Buscó la pareja, sin éxito.
Se quedó inmóvil, mirando la bota como si pudiera decirle algo. Luego se inclinó, extendió la mano hasta el fondo y apartó las ropas para apoderarse de la bota. Era pesada y pensó que tenía algo dentro. Como un cirujano que retira un trozo de piel, quitó el calcetín y echó un vistazo al interior.
Gimió.
Dentro de la bota había una pistola.
Fue a cogerla, pero se dijo: «No la toques.» No supo por qué.
Una parte de ella quiso cogerla, robarla, quitársela a O'Connell. «¿Es ésta la pistola que usará para matar a Ashley?»
Se sintió atrapada, como si la retuvieran bajo el agua. Sabía que si cogía el arma O'Connell sabría que uno de ellos había estado allí. Y reaccionaría, tal vez de manera violenta. Tal vez tenía otra arma en alguna parte. Tal vez, tal vez.
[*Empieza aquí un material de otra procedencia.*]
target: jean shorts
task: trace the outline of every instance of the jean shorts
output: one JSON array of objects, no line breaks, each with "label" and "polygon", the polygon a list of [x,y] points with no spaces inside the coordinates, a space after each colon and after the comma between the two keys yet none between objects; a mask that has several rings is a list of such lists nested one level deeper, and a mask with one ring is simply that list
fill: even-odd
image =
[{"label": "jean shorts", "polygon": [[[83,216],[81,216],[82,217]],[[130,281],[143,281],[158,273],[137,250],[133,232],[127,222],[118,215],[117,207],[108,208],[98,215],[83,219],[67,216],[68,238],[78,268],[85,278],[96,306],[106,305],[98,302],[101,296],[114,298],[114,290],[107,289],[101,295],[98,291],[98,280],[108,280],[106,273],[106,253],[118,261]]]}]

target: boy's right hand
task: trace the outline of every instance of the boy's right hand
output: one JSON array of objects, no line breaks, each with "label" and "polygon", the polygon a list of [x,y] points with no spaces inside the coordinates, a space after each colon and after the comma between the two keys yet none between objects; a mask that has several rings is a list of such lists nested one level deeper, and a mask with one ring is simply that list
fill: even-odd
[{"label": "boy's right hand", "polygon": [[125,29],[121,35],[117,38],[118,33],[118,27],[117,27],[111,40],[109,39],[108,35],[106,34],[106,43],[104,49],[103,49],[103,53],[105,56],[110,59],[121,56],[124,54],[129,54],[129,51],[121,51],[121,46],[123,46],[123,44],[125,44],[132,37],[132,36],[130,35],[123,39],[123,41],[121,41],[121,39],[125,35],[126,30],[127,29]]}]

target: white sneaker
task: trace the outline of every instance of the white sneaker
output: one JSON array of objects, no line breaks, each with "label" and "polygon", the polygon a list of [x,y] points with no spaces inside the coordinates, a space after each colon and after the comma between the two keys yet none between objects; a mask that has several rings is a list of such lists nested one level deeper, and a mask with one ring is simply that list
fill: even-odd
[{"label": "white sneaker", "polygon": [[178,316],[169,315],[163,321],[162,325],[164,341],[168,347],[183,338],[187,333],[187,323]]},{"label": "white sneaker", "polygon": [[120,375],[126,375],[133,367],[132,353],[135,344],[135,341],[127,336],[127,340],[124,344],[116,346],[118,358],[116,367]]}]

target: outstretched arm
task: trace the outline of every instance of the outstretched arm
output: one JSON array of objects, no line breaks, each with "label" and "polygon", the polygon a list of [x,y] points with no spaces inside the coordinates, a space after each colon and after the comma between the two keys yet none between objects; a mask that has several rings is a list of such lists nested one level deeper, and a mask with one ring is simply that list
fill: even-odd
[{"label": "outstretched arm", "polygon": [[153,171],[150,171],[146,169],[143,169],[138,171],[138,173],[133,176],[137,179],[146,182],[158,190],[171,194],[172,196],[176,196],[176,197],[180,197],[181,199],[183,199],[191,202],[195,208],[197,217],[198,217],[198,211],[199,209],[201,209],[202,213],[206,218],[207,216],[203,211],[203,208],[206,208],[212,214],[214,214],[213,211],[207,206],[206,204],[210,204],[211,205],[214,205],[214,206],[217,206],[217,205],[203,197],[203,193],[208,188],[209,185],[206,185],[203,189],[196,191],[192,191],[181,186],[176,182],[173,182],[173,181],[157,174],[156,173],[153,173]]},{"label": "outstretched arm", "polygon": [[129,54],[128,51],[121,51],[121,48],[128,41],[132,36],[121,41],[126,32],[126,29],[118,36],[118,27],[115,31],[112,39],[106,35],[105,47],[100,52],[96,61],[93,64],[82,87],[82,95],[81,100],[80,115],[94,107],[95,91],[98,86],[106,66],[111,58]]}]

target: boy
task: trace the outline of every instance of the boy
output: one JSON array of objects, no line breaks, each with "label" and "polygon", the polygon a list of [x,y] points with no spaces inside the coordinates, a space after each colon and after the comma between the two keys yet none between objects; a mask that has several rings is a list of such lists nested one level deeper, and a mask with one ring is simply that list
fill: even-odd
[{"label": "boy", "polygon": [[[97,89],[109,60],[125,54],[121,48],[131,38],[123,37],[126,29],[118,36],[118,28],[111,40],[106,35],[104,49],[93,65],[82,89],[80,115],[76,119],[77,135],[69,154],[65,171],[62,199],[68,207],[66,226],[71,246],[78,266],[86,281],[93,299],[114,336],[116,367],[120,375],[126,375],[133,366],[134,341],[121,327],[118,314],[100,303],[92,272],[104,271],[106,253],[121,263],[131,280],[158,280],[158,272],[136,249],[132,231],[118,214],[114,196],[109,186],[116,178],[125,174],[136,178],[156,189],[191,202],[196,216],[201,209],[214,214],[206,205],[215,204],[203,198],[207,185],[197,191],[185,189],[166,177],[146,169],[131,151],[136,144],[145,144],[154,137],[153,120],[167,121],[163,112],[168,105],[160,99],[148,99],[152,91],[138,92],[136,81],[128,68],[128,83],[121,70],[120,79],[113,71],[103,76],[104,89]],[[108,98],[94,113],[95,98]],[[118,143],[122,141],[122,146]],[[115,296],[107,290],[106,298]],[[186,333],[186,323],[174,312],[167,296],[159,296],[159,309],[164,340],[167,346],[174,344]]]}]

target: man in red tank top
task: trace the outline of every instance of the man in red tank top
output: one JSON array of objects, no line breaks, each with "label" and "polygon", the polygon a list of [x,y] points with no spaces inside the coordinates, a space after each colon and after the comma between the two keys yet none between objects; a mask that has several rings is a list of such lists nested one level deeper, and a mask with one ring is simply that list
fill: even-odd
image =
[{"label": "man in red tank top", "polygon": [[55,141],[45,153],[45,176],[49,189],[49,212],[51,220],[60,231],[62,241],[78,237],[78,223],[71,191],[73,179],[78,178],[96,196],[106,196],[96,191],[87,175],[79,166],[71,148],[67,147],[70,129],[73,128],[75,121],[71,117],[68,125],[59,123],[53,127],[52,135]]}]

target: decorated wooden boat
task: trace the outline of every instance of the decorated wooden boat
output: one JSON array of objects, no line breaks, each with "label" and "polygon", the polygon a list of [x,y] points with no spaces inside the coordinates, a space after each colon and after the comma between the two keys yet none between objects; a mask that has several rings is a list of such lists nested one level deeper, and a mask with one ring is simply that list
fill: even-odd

Dudas y cuestiones se debatían en su interior. Deseó que hubiera algún modo de volver estéril el arma, como quitarle el percutor. Lo había leído una vez en una novela policíaca, pero no sabía cómo hacerlo. Y llevarse las balas sería inútil. Él sabría que alguien había estado allí, y simplemente las sustituiría.
Miró la pistola. En un lado del cañón vio la marca y el calibre: 25.
Sin saber si era lo adecuado, devolvió la bota al rincón del armario y luego puso las ropas exactamente como estaban antes.